The Lies I Believed When I Was Depressed
It’s no surprise depression lies, but then again, there’s no rulebook for depression either. For me, some lies changed over time. Once I realized I needed help, my depression had already convinced me getting help was too embarrassing, never mind that I wasn’t strong enough anyway.
When I decided to get help for the first time, I went to student counseling services at my college, and my depression told me I was helpless. That wasn’t enough though, because a couple of weeks into counseling the guilt set in. This time my depression told me I wasn’t depressed enough to be putting extra pressure on the already strained counseling available at my college. I walked out of my therapist’s office every Thursday, and my depression reminded me I wasn’t special; in fact, my therapist was probably relieved to see me go. It didn’t just last a day or two, it lasted months and years. When they told me fighting depression wasn’t a hopeless battle at all, my depression told me I was the exception.
The lies I believed weren’t entirely false. I believed I was alone because my depression pushed away my friends and told me to stay in bed. The more time I spent alone, the more I was convinced I was incapable of connecting with other people. If I wasn’t feeling as lonely as I thought I should, I had an arsenal of sad songs to reassure me that I was, in fact, a tortured soul. I fueled my melancholy by playing Twenty One Pilots and Bon Iver tirelessly. I had about a 15-minute walk to my therapist’s office, which was plenty of time for Coldplay to convince me I was sad and needed to be seeing a therapist.
I got to the end of my first semester of college and graduated from therapy, convinced I was fit as a fiddle. Then I cried for hours as my depression told me my therapist was happy he never had to see me again. My depression was happy to have me back though, so I resumed my comfortable ritual of crying on Christmas for the third year in a row and listened to every word my depression had to say.
By the time I reached my sophomore year of college, I felt like my depression had swallowed me whole. I didn’t know what to do, so I kept smiling for my doctor and convinced him the drugs he prescribed had transformed me into a healthy, well-adjusted college student. My depression put forth a convincing argument for how much of a failure I was on the daily, so I didn’t want to make my doctor feel like he had failed to treat me. My depression wasn’t just lying to me anymore; it was lying to my professors, my friends, my colleagues and anyone who might threaten to help me.
My breaking point wasn’t the dramatic scene Hollywood had sold to me; instead it was quiet and lonely.
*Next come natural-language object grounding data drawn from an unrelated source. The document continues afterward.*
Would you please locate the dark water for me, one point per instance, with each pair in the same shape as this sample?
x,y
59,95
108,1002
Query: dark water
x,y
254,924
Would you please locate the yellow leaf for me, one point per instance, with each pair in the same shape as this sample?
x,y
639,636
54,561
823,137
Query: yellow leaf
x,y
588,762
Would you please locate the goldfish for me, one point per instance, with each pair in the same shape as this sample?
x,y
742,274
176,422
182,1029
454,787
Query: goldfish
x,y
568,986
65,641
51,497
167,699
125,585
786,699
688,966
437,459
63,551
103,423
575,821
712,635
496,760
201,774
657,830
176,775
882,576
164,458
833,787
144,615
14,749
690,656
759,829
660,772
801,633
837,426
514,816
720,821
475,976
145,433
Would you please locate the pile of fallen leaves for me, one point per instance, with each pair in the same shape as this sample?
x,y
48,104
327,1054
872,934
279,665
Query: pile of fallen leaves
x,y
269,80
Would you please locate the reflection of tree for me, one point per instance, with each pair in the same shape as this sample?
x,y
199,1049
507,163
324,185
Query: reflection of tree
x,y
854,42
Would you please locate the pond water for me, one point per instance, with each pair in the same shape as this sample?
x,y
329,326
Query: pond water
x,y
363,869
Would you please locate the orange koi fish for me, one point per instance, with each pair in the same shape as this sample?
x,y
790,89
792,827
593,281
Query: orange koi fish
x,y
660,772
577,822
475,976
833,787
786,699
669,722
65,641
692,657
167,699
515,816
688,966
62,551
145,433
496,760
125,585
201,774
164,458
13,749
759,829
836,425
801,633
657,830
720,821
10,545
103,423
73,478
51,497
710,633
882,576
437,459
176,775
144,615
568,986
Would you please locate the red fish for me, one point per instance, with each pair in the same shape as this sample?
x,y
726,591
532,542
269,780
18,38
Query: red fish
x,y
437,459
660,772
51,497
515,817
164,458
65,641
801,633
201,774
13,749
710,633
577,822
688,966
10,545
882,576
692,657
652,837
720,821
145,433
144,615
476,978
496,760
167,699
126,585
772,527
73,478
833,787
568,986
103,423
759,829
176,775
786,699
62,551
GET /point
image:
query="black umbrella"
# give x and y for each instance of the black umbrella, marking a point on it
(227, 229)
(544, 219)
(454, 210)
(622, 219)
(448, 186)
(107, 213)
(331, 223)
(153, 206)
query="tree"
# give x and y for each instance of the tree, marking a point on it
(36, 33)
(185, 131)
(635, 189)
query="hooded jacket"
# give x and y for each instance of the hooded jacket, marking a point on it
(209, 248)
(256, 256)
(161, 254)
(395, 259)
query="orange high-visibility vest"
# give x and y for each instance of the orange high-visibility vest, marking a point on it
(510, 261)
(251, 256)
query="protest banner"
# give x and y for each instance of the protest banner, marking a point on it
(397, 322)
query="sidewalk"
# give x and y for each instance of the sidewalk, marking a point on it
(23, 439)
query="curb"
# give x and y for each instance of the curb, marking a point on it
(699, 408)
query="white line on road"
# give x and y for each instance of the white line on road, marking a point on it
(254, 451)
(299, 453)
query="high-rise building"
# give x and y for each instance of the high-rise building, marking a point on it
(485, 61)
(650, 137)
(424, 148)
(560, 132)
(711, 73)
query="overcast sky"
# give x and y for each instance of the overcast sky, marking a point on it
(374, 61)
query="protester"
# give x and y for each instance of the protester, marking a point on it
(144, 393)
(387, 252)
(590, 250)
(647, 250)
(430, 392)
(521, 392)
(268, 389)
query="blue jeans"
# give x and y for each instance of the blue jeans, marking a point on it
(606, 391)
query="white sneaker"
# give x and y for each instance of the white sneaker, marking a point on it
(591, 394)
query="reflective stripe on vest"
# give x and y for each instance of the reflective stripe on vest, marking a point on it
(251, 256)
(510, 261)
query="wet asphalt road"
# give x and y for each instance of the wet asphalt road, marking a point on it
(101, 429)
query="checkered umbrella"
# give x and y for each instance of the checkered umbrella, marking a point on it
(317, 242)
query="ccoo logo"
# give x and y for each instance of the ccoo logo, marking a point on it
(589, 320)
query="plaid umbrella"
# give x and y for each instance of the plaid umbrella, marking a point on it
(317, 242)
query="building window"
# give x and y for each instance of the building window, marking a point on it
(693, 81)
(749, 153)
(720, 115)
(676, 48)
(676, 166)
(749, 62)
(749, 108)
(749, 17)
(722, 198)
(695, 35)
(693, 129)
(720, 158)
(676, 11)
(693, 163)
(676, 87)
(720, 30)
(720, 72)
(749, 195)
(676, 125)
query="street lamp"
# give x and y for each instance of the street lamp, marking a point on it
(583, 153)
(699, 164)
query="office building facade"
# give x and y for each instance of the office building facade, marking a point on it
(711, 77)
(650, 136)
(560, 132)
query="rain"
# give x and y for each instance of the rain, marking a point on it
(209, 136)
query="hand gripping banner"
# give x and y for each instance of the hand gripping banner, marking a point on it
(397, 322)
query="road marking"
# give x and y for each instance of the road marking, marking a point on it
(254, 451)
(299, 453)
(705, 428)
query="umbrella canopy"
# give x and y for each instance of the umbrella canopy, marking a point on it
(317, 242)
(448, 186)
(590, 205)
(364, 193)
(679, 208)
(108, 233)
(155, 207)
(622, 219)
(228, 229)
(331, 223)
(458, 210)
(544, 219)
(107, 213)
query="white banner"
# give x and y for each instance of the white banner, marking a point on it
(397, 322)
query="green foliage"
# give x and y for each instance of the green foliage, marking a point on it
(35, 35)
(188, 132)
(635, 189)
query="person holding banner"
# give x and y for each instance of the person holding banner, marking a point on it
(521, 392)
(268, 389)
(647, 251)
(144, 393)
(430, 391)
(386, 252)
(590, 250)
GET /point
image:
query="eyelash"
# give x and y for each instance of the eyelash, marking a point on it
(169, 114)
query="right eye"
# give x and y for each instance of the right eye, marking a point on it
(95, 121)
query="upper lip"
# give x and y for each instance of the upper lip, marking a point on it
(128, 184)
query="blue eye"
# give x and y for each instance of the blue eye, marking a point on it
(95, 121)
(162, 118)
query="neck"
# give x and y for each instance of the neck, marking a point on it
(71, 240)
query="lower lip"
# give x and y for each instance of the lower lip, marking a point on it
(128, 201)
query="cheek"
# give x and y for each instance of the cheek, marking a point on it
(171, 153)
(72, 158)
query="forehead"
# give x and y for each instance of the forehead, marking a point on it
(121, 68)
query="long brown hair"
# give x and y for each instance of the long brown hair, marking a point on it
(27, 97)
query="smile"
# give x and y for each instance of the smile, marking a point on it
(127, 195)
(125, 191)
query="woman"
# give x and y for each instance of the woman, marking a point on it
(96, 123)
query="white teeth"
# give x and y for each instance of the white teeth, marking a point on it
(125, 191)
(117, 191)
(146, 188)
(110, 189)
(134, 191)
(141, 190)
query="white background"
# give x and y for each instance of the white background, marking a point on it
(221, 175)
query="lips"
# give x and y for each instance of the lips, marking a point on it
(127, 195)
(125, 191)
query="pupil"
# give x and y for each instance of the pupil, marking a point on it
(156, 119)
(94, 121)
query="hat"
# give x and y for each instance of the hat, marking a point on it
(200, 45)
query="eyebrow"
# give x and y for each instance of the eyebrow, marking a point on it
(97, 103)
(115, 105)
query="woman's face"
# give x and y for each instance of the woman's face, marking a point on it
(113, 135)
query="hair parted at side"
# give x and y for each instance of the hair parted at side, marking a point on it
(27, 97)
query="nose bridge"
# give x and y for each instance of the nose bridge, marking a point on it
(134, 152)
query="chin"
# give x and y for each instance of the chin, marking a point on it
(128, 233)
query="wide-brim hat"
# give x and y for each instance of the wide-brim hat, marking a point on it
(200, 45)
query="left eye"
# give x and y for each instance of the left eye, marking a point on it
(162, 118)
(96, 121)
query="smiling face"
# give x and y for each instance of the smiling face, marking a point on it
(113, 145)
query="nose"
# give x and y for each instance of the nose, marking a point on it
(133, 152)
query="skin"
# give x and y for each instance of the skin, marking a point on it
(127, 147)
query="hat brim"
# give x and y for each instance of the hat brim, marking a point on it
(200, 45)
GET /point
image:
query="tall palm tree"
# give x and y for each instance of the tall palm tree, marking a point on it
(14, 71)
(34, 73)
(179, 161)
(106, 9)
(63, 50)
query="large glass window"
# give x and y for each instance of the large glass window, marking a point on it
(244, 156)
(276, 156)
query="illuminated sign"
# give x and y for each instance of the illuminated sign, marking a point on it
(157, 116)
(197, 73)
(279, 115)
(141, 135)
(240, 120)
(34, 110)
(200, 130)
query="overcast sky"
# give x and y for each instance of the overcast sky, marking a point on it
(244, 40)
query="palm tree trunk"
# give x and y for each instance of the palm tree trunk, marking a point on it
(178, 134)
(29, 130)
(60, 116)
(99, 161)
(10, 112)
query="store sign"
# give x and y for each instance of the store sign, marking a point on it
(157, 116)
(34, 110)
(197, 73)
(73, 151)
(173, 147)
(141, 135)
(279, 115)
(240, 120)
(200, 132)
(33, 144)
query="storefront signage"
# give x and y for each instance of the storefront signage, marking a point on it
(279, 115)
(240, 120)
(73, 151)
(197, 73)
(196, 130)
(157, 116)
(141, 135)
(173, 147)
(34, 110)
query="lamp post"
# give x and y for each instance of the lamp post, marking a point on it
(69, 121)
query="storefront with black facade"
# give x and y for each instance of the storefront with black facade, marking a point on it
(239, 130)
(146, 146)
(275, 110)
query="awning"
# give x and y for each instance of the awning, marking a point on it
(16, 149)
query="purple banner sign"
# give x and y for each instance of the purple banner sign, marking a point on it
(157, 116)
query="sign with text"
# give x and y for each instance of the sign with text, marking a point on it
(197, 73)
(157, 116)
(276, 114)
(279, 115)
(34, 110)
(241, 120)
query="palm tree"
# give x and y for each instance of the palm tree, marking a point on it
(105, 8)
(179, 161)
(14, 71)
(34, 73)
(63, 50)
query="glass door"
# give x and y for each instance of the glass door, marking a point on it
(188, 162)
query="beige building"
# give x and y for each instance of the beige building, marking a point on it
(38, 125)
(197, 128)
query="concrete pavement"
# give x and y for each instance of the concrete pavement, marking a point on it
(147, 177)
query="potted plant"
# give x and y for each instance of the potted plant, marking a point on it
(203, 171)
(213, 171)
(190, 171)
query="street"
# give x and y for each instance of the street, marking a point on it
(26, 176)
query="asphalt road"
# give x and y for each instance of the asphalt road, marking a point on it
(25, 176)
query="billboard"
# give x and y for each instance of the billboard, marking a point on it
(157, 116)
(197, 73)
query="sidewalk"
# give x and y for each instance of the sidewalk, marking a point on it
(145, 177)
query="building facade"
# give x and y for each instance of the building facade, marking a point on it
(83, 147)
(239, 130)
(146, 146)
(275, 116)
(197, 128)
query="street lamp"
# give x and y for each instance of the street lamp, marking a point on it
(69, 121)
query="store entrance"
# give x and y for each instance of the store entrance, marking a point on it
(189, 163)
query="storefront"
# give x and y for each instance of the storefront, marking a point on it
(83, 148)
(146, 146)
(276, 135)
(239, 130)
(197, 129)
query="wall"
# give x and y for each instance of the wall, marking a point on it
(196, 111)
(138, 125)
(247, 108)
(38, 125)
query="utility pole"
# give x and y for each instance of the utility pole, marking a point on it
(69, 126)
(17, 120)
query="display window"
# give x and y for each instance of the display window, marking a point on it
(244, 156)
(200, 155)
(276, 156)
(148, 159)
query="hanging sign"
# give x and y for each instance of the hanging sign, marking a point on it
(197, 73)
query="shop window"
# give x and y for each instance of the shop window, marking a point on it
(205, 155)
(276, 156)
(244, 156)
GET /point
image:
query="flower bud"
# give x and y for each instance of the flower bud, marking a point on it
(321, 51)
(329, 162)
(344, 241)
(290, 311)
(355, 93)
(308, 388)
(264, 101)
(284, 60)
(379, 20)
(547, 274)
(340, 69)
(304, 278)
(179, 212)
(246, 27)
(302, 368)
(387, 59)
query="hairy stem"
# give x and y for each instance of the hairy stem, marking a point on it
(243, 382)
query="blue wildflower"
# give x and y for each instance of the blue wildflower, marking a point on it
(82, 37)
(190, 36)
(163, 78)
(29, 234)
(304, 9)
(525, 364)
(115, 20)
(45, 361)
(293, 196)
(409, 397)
My depression told me that my Physics homework was never going to make sense to someone as lazy as I was. It told me that I was the only one struggling with my classes, not because of my depression, but because I lacked the necessary discipline. My depression pinned what felt like the weight of the world on me and told me I was on my own.
I later learned I had never been further from the truth.
During my stay at the hospital, I started to gain some perspective on just how many lies I had amassed. I had never had so many people standing around me before in my life. I met other patients who knew what I was going through. Nothing changed except I was now able to see the help and support that had always been around me. There was no epiphany, but rather a process of reflecting on how my depression had lied to me about more than just sadness. I’m not mad at my depression and I’m not mad at myself. Rather, I’ve decided to focus on what I know to be true; depression or not: I am worthy of success, support, love and life.